Alguém curioso, criativo e empreendedor como Julian, que passou por várias áreas – no Sudão, trabalhou sob o calor de 50 graus, uns anos antes de se dedicar à viticultura. Mas não só: quando lhe disparamos a pergunta – qual foi o seu primeiro trabalho? – recorda com alguma nostalgia e exaltação os tempos do Cinema, após concluir o curso de guionista em Londres. "Na altura, quem trabalhava na indústria dos filmes, e ainda por cima para uma multinacional como a Colombia Pictures, estava preparado para a vida. Se o filme era sobre romanos, tínhamos que saber a história de Roma. Eu gostava tanto daquilo que quando chegava ao domingo e tínhamos que parar ficava chateadíssimo. Esse foi o meu primeiro trabalho. Em Almería, Espanha, filmámos o The Spikes Gang (1974, com Lee Marvin). Uma vez fiz o Lee Marvin cantar a Wandering Star [do filme Os Maridos de Elizabeth, 1969]" conta, entre a prova do belíssimo e fresco rosé Carlos Reynolds e a do tinto Carlos Reynolds 2017. "Outro dos atores com quem trabalhei foi o Gene Hackman, tinha sempre um sorriso. Foi no filme March or Die [1977], Catherine Deneuve, Terence Hill, Max von Sydow (…) do Dick Richards. Também tenho aqui em casa um quadro que o ator Keith Michell pintou para mim."

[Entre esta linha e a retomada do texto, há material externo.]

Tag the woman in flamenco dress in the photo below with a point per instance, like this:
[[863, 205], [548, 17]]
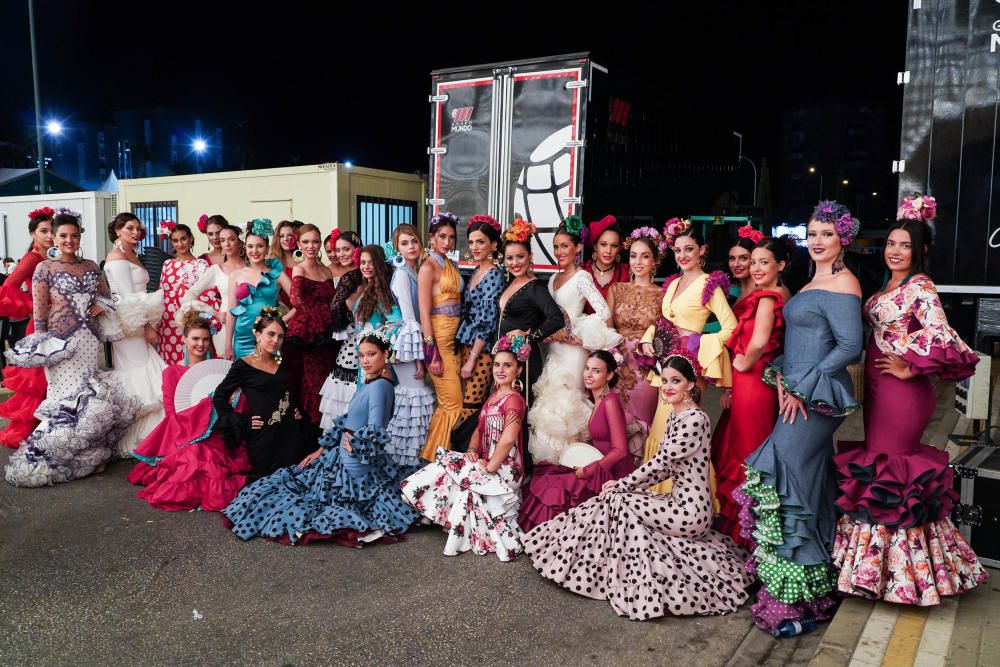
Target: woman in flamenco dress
[[178, 275], [182, 464], [28, 384], [85, 411], [137, 365], [475, 495], [651, 554], [348, 489], [753, 405], [556, 488], [789, 493], [895, 540]]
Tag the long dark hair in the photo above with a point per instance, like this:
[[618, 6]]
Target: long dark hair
[[377, 294]]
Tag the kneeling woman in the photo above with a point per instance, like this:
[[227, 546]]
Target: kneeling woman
[[555, 488], [651, 554], [182, 464], [475, 495], [348, 489]]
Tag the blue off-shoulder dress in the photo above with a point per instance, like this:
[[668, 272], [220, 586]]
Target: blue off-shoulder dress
[[352, 497], [790, 489], [250, 300]]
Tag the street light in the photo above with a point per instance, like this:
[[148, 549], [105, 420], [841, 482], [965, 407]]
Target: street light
[[743, 157]]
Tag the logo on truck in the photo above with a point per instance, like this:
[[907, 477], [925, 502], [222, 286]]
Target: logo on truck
[[461, 119]]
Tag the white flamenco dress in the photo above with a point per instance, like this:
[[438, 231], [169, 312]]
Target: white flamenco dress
[[561, 410], [137, 366]]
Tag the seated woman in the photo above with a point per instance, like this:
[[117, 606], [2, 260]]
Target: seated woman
[[348, 489], [554, 487], [272, 427], [651, 554], [181, 463], [475, 495]]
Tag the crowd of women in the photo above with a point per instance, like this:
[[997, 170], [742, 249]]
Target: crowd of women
[[353, 399]]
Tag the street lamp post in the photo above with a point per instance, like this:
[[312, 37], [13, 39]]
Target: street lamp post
[[743, 157]]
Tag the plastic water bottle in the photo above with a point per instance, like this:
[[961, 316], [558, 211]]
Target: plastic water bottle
[[795, 628]]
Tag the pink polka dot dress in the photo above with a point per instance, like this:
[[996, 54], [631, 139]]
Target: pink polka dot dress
[[649, 554], [175, 280]]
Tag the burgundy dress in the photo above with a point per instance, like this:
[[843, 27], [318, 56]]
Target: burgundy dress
[[308, 347], [895, 541], [754, 410], [555, 488]]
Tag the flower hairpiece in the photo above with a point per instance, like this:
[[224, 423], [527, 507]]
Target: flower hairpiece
[[166, 228], [917, 207], [648, 233], [488, 219], [835, 213], [44, 212], [674, 228], [262, 227], [748, 232], [516, 345], [520, 230]]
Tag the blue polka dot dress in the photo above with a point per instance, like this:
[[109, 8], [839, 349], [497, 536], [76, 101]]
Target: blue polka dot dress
[[351, 496]]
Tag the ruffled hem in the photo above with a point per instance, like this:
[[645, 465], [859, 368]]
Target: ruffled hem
[[40, 350], [76, 436], [824, 394], [914, 566], [948, 363], [896, 490]]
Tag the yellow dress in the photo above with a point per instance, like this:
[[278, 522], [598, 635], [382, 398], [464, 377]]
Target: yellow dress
[[690, 310], [448, 387]]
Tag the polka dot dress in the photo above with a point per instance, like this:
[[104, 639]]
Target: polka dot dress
[[649, 554]]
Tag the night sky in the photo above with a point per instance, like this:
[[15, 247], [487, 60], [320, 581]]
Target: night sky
[[323, 84]]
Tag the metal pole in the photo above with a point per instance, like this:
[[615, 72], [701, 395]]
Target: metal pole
[[38, 112]]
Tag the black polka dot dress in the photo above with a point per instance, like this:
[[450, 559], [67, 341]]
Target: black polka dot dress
[[649, 554]]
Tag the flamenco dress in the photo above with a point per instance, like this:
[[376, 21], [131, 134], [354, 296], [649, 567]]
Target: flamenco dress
[[788, 497], [28, 384], [85, 411], [690, 310], [561, 410], [342, 382], [555, 488], [896, 541], [476, 508], [308, 347], [351, 497], [175, 280], [751, 417], [136, 363], [250, 301], [446, 313], [414, 400], [182, 464], [649, 554]]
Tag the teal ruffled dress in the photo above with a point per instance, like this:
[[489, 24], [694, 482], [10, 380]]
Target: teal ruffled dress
[[250, 300]]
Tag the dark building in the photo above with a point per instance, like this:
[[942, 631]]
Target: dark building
[[841, 152]]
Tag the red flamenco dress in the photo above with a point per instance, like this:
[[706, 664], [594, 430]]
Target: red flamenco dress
[[754, 410], [28, 384], [895, 540], [181, 463]]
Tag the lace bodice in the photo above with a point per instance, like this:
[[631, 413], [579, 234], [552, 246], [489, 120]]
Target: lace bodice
[[576, 293], [63, 292]]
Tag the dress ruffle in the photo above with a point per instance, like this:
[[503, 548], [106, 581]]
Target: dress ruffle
[[898, 490], [915, 566], [823, 393], [340, 491]]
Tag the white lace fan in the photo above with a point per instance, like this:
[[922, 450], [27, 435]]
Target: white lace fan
[[199, 381]]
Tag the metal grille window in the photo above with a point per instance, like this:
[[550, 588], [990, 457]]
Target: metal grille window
[[378, 217], [151, 214]]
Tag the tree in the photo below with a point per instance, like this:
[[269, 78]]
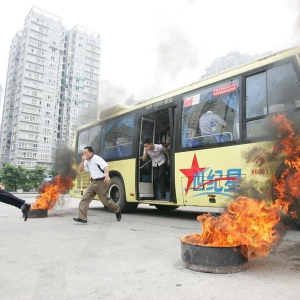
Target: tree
[[21, 178]]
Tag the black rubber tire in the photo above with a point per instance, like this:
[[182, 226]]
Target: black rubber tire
[[117, 193], [166, 207]]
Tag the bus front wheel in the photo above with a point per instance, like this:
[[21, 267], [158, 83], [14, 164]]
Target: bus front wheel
[[117, 193]]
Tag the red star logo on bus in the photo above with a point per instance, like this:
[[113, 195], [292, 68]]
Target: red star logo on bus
[[190, 173]]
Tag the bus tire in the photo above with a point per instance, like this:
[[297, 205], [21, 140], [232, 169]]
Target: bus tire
[[166, 207], [117, 193]]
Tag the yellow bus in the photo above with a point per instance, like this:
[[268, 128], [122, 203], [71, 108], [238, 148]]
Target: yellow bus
[[207, 169]]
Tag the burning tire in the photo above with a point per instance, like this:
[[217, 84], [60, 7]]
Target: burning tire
[[218, 260], [117, 193]]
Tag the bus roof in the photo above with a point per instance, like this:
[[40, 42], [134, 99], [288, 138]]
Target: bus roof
[[116, 109]]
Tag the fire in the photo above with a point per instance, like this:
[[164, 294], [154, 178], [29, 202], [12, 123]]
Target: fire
[[250, 223], [58, 185]]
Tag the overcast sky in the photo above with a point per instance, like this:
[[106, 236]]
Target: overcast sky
[[152, 47]]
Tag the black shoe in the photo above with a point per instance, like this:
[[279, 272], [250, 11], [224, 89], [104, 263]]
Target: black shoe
[[80, 220], [119, 215], [25, 209]]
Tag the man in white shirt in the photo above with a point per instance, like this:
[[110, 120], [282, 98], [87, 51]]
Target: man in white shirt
[[99, 185], [157, 154]]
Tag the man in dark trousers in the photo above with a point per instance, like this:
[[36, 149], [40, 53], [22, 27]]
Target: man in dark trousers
[[100, 181], [10, 199], [157, 154]]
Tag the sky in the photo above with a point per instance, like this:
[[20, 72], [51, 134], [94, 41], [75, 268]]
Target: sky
[[152, 47]]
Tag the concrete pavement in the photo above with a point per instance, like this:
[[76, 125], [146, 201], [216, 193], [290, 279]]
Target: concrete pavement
[[136, 258]]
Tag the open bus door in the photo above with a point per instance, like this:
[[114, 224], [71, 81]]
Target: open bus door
[[145, 177]]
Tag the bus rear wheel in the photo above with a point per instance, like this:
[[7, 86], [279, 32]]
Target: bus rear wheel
[[166, 207], [117, 193]]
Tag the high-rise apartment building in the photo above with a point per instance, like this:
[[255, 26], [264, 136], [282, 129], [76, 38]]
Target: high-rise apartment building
[[51, 89]]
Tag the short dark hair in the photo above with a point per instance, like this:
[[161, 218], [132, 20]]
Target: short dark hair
[[90, 149], [148, 141]]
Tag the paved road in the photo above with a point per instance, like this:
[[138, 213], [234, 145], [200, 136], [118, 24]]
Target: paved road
[[137, 258]]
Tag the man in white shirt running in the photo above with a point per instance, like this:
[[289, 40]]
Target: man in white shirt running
[[156, 153], [99, 185]]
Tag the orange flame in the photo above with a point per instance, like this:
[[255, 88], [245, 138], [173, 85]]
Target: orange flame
[[58, 185], [250, 223]]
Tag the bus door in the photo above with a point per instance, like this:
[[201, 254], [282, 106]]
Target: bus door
[[145, 167]]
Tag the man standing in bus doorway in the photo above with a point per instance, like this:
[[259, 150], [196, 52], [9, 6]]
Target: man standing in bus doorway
[[165, 141], [157, 154], [100, 181], [10, 199], [208, 121]]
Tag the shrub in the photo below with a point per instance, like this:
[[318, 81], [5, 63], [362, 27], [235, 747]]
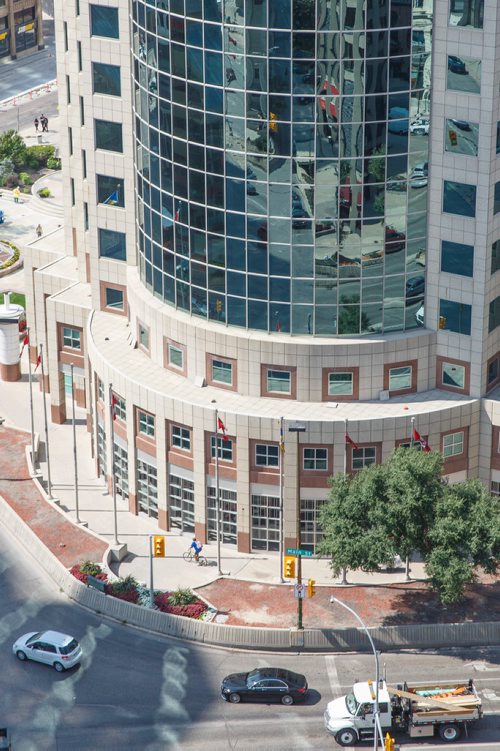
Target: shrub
[[182, 597], [53, 163]]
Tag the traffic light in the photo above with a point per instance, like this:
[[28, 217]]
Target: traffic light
[[159, 546], [289, 572]]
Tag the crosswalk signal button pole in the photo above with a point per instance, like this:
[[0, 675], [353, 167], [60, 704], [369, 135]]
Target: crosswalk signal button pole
[[159, 546], [289, 565]]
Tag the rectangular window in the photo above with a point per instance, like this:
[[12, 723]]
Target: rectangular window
[[453, 375], [463, 74], [72, 338], [114, 298], [279, 381], [110, 191], [363, 457], [225, 449], [181, 438], [143, 336], [461, 137], [453, 444], [222, 372], [457, 258], [467, 13], [175, 356], [112, 244], [456, 315], [104, 21], [119, 408], [494, 314], [459, 198], [146, 424], [340, 384], [266, 455], [495, 256], [316, 459], [400, 378], [108, 136], [106, 79]]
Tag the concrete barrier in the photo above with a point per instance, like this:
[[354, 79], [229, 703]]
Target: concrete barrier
[[385, 638]]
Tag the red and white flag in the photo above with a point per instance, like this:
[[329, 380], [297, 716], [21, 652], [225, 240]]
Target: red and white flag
[[423, 443], [222, 428], [26, 341], [349, 441]]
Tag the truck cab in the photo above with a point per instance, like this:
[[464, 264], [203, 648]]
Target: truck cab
[[352, 717]]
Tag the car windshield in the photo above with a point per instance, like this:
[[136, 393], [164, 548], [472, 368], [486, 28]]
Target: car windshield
[[68, 648], [351, 703], [34, 638]]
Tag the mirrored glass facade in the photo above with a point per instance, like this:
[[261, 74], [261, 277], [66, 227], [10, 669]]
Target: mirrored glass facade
[[282, 183]]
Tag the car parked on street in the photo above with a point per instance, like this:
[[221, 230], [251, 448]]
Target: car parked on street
[[265, 684], [60, 651]]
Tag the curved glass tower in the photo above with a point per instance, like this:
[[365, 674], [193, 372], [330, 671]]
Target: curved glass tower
[[282, 161]]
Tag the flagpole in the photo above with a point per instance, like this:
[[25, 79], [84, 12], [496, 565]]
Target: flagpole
[[113, 481], [217, 494], [32, 418], [344, 570], [281, 468], [49, 483], [77, 508]]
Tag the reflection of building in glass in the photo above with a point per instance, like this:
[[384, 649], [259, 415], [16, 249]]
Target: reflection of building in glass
[[290, 213]]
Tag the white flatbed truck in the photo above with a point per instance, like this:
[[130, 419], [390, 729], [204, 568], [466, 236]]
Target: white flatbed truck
[[419, 710]]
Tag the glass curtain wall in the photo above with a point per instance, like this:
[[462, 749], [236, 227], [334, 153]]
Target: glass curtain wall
[[281, 157]]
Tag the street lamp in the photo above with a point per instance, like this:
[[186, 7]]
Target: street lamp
[[378, 729]]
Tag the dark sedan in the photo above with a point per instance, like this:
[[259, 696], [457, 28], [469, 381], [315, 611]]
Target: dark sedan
[[265, 684]]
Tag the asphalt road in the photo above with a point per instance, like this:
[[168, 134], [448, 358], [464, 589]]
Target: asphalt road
[[139, 691]]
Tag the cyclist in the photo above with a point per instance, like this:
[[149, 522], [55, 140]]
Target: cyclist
[[197, 548]]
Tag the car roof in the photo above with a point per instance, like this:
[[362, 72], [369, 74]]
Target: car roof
[[56, 637]]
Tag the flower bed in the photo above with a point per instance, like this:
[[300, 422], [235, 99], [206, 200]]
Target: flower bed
[[182, 602]]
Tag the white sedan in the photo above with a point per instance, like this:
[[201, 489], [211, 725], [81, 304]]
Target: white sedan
[[60, 651]]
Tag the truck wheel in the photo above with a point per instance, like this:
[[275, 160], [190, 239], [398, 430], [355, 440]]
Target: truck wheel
[[346, 737], [449, 732]]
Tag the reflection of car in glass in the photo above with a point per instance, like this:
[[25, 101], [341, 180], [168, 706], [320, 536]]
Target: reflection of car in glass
[[394, 240], [456, 65], [420, 127], [461, 124], [398, 120], [415, 287], [265, 684], [419, 176]]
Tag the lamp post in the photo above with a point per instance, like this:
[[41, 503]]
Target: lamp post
[[378, 729]]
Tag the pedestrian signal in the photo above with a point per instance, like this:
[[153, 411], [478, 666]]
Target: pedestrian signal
[[289, 572], [159, 546]]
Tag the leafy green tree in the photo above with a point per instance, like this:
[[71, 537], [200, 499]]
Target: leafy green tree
[[12, 147]]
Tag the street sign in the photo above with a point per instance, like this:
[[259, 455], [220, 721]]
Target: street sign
[[299, 591], [299, 551]]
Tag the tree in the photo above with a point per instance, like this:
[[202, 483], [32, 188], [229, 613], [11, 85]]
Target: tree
[[405, 505], [12, 147]]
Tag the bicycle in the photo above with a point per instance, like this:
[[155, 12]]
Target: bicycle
[[189, 556]]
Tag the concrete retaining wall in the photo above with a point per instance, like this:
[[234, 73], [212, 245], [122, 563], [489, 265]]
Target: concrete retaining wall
[[246, 637]]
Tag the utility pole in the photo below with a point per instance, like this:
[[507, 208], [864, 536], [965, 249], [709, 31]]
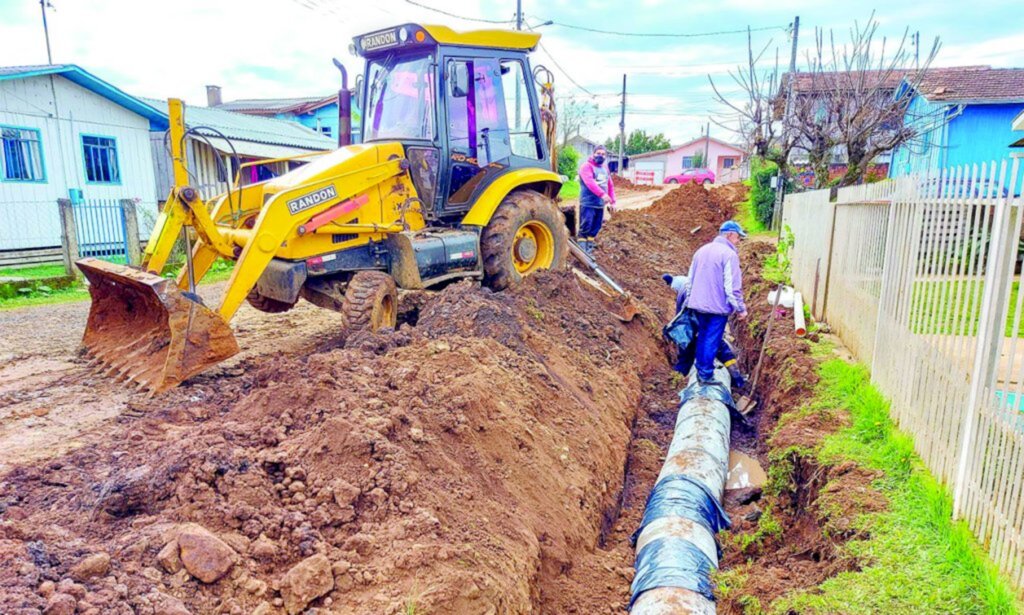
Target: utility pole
[[518, 88], [622, 132], [46, 31], [707, 145], [777, 214]]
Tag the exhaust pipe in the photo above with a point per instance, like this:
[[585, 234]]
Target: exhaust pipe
[[676, 548]]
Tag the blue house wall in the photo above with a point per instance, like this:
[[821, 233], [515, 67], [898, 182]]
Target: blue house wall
[[977, 133], [326, 116]]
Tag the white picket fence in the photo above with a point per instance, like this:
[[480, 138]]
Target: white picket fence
[[920, 277]]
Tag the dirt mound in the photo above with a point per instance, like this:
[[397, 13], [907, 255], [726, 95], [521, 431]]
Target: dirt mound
[[639, 246], [460, 466], [626, 184]]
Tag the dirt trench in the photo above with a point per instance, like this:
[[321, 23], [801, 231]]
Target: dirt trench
[[489, 456], [787, 536]]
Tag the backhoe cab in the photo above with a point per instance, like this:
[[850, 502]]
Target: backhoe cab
[[453, 180]]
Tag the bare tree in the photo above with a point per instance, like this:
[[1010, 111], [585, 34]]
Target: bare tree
[[758, 116], [854, 99], [574, 116]]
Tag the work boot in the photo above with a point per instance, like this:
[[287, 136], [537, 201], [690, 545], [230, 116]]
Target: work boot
[[738, 381]]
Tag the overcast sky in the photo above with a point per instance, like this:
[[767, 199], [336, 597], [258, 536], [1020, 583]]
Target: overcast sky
[[271, 48]]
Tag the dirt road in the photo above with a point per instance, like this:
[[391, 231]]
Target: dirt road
[[489, 456], [51, 402]]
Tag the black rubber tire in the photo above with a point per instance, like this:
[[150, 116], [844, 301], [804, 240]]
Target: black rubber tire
[[517, 209], [265, 304], [371, 302]]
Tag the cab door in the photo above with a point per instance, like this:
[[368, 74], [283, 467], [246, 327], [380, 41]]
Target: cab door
[[478, 140]]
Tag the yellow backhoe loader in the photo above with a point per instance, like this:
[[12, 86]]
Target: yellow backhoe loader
[[453, 179]]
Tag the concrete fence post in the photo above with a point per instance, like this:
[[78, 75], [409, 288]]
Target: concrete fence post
[[69, 235], [131, 231]]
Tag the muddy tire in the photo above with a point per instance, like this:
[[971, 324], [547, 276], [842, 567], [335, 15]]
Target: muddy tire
[[265, 304], [371, 302], [526, 233]]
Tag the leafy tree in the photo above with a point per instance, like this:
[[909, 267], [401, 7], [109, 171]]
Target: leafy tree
[[639, 141]]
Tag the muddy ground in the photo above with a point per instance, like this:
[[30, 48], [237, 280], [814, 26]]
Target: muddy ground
[[492, 455]]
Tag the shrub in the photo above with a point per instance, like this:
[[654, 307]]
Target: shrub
[[568, 162]]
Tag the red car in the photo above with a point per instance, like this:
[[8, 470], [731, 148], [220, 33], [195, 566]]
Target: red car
[[701, 176]]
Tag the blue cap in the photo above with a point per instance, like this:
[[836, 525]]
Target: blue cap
[[732, 226]]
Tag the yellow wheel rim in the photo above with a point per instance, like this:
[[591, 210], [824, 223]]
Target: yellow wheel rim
[[532, 248]]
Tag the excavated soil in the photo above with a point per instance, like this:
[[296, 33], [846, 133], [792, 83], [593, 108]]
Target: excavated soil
[[626, 184], [489, 456], [492, 455], [815, 504]]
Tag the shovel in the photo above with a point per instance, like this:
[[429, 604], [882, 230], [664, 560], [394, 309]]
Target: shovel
[[747, 404], [628, 309]]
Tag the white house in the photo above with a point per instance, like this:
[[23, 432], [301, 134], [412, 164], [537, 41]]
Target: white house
[[66, 133]]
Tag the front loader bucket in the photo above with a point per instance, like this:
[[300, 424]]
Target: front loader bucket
[[145, 330]]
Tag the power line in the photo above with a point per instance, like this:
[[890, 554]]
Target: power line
[[444, 12], [665, 34], [564, 72]]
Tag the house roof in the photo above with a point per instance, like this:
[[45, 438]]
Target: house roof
[[81, 77], [272, 106], [251, 128], [973, 84], [686, 144]]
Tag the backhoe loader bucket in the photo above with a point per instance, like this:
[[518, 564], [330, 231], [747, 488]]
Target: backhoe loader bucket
[[145, 330]]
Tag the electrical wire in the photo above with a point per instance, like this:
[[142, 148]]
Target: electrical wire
[[450, 14], [564, 72], [690, 35]]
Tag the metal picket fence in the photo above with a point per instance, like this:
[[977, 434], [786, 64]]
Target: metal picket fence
[[922, 282], [101, 229]]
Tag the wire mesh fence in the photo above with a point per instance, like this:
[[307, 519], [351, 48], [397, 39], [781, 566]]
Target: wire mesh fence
[[923, 284]]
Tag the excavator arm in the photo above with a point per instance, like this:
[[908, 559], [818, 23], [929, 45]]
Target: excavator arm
[[143, 327]]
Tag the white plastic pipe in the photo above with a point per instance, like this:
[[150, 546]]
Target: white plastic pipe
[[798, 315], [699, 450]]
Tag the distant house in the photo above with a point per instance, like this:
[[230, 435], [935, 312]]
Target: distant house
[[966, 117], [316, 113], [584, 145], [66, 133], [811, 86], [211, 158], [724, 159], [1019, 127]]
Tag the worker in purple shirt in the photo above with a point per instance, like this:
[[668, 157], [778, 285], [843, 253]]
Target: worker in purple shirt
[[714, 292], [725, 353], [596, 191]]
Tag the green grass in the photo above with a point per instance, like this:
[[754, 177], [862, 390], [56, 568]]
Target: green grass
[[44, 270], [749, 220], [935, 307], [915, 559], [220, 271], [570, 189]]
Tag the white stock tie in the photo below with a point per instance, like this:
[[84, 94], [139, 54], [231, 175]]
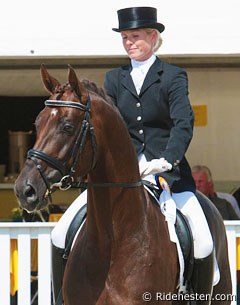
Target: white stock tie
[[138, 76]]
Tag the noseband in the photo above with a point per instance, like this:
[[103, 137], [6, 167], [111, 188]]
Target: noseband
[[67, 179], [79, 144]]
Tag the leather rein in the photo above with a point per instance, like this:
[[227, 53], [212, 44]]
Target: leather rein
[[67, 180]]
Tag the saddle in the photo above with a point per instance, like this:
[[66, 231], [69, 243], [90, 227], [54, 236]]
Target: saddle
[[183, 232], [182, 228]]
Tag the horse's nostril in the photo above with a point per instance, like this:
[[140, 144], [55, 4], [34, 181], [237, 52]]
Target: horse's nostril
[[29, 191]]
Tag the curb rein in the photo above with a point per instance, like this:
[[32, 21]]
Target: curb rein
[[67, 181]]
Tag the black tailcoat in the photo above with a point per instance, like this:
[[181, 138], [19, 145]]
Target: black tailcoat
[[159, 119]]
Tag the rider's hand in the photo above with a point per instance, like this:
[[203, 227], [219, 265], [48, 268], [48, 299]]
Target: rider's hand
[[154, 166]]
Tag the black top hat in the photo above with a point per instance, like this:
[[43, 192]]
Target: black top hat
[[138, 17]]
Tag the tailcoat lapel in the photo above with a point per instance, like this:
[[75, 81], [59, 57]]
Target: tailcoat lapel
[[126, 79], [153, 75]]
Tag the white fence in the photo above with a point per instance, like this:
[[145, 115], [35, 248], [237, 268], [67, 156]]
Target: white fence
[[24, 232]]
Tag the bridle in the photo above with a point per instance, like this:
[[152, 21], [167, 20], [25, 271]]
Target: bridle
[[67, 179]]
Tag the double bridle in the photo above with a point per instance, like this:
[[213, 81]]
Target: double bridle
[[67, 179]]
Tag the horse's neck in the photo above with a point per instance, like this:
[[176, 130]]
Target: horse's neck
[[112, 208]]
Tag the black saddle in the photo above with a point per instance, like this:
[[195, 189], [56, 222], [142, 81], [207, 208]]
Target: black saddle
[[183, 232]]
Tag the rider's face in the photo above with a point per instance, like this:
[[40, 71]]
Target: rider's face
[[139, 43]]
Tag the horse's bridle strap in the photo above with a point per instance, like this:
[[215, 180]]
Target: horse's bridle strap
[[71, 104], [47, 158]]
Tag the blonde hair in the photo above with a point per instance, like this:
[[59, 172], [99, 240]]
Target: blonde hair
[[158, 42]]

A boa conversa prolonga-se para um jantar amistoso onde temos a oportunidade de provar alguns dos inéditos Reynolds, como o belíssimo Julian Reynolds Grande Reserva 2011, o memorável Gloria Reynolds Arts & Tradition 2009, ou o exclusivo Gloria Reynolds Cathedral 2004. Ao mesmo tempo, Julian e Isabel contam-nos as histórias dos inúmeros quadros que têm na sala de jantar, todos com a sua história. O serão termina em harmonia com a prova do licoroso Robert R. Reynolds (um vinho que mereceu 95 pontos Robert Parker*), um simples gesto que em muito diz da constante homenagem que esta geração presta aos seus antecessores. O vinho é, afinal, uma das mais encantadoras artes e, tal como em todas elas, o bom gosto é redondamente imprescindível.
Os vinhos Reynolds Growers estão à venda em garrafeiras selecionadas, e são distribuídos pela Heritage. As visitas à herdade para provas (preços sob consulta) podem ser agendadas em reynoldswinegrowers.com. Além das provas, a herdade também recebe festas privadas, casamentos ou baptizados.
*Robert Parker é um dos maiores críticos de vinhos do mundo, e tem uma cotação própria com sistema de atribuição de pontos.